Sie sind auch für die Hofreitschule zuständig. Wie schafft man es, sie auch Einheimischen näherzubringen?
Die Lipizzaner gehören nicht zu ihrem regelmäßigen Besuchsprogramm. Daher haben wir ein wechselndes Programm eingeführt: "A Tribute to Vienna". Außerdem versuchen wir durch die Fête Impériale die spanische Hofreitschule zu öffnen. Man kann sie für Events mieten.
Wie schwierig war es, einen neuen Ball in Wien zu etablieren?
Ich bin mit einer relativen Sorglosigkeit hineingegangen, weil ich selbst so überzeugt war, dass das schön ist. Er hat sich mittlerweile als Sommerball etabliert.
Man muss da wohl auch immer mit Prominenten aufwarten, um Öffentlichkeit zu kriegen.
Royals ziehen immer. Heutzutage sind das zwar meistens keine königlich Geborenen mehr, aber dafür sehr schöne Frauen, in die sich ein Prinz verliebt hat. Ich hätte natürlich gerne die englische Herzogin Kate bei uns, denn sie verbreitet Glamour.
Haben Sie sich um sie bemüht?
Nein. Für die Fête Impériale muss es einen Bezug zum Reiten haben, sonst ist es nur Show. Diesmal kommt Prinzessin Benedikte zu Dänemark mit ihrer unglaublich erfolgreichen Tochter Nathalie. Sie gehört zur Spitze der Dressurreiter. Die Hofreitschule geht ja auch auf Herrscherhäuser zurück. Wir zeigen, dass diese Verbindung nach wie vor gelebt wird.
Sie sind international unterwegs. Wie werden wir gesehen in der Welt?
Natürlich ist die Vergangenheit oft Thema. Aber Österreich hat auch im Tourismus eine Ausnahmestellung: Wir bieten viel – nicht nur Natur, sondern auch die Servicequalität der Mitarbeiter. Die österreichische Ferienhotellerie mit diesem persönlichen Touch gibt es fast nirgendwo mehr auf der Welt.
Wird es nicht immer schwieriger, gute Mitarbeiter zu finden?
Es wird schwieriger, die Ansprüche der Mitarbeiter sind gestiegen. Ich habe in Seefeld gerade drei Millionen Euro in ein neues Mitarbeiterhaus investiert.
Fühlt sich Ihre Branche von der Politik im Stich gelassen?

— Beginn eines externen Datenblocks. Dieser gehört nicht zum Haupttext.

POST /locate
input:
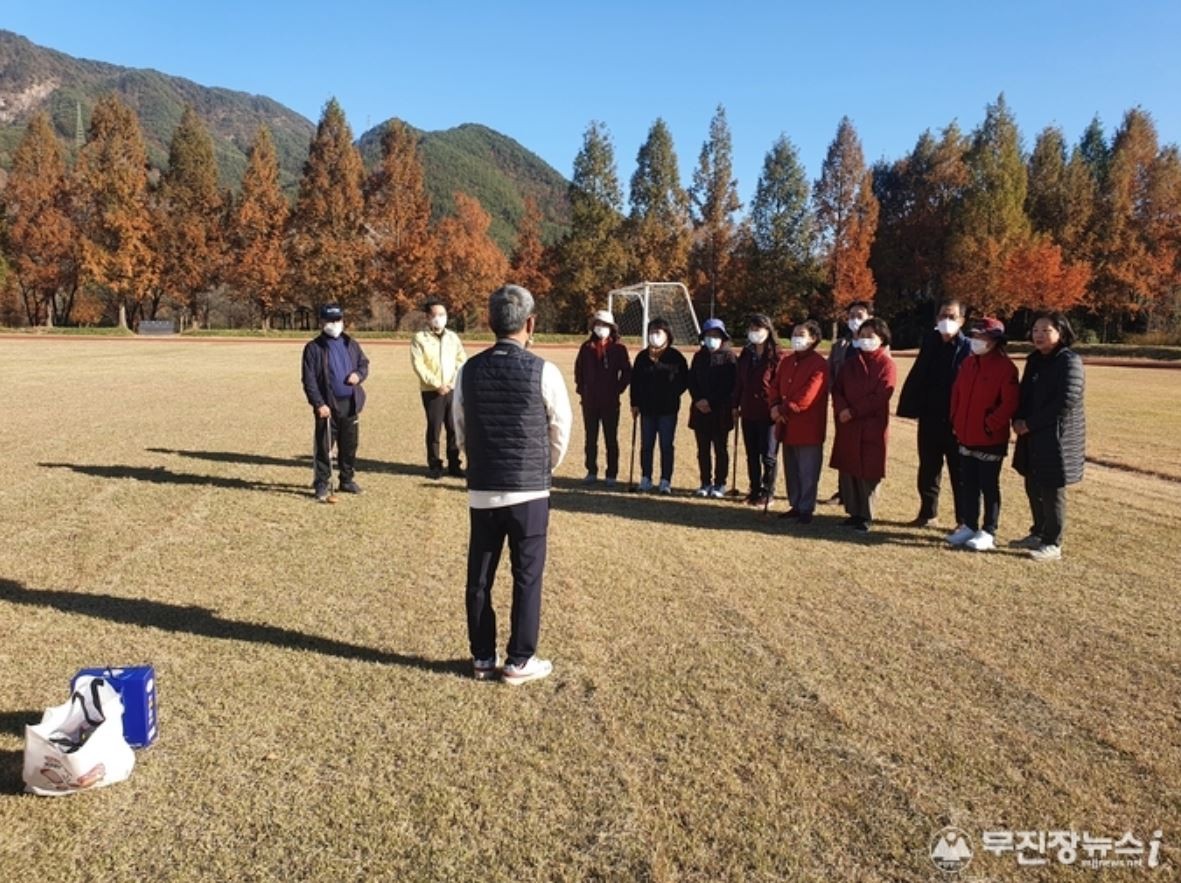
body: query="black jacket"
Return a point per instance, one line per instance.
(712, 377)
(317, 383)
(927, 388)
(1054, 451)
(506, 426)
(657, 386)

Also, das mit der Registrierkasse ist der glatte Wahnsinn! Wir sind als Hoteliers interessiert, dass es keine schwarzen Umsätze gibt, weil das machen ja Mitarbeiter, wenn sie nicht bonieren. Aber wir müssen zum Beispiel jedes Tombola-Los, das wir in der Spanischen Hofreitschule verkaufen, und jedes Programmheft über die Registrierkasse laufen lassen. So ein Unsinn!
Was würden Sie sich von der Politik wünschen?
Es gibt eine Flut an sinnlosen Regelungen, etwa die Allergenverordnung. Wer eine Allergie hat, fragt ohnehin im eigenen Interesse nach.
Wird der Brexit dem heimischen Tourismus schaden?
Ich glaube schon. England ist ein wichtiges Land im Sommertourismus. Der Euro wird für die Briten teurer, damit auch der Urlaub in Österreich.
Sie sind auch eine Ikone des Geschmacks und der Manieren. Muss man das den Leuten wieder beibringen? Gäbe es da nicht auch ein paar Formalismen, die man opfern kann? Zum Beispiel, wer wem das Duwort anbietet?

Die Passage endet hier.